The `COALESCE` function in SQL is used to return the first non-null expression among its arguments. It takes multiple arguments and returns the first non-null value from the provided arguments. If all the arguments are null, it returns null.

The syntax for the `COALESCE` function is as follows:

```sql
COALESCE(value1, value2, ..., valueN)
```

Here, `value1`, `value2`, and so on represent the values that you want to check for null. The function will return the first non-null value from the provided arguments. If all the values are null, it will return null.

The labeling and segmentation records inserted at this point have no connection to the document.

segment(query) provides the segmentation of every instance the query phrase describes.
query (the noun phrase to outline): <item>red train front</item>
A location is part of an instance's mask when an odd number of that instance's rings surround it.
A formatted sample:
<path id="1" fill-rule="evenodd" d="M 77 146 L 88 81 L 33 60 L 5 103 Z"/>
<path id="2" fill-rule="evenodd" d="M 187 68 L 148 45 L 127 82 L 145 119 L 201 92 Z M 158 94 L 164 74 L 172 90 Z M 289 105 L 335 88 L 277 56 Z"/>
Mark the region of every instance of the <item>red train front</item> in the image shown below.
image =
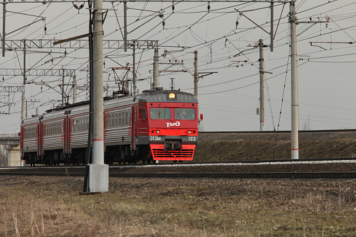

In the context of your query, `COALESCE` is used to handle cases where the `market_price` or `sale_price` might be `NULL`. By using `COALESCE` with a default value of 0, you ensure that if any of the values are `NULL`, they are treated as 0 during the summation. This prevents any potential errors that might arise from aggregating functions such as `SUM` when dealing with `NULL` values.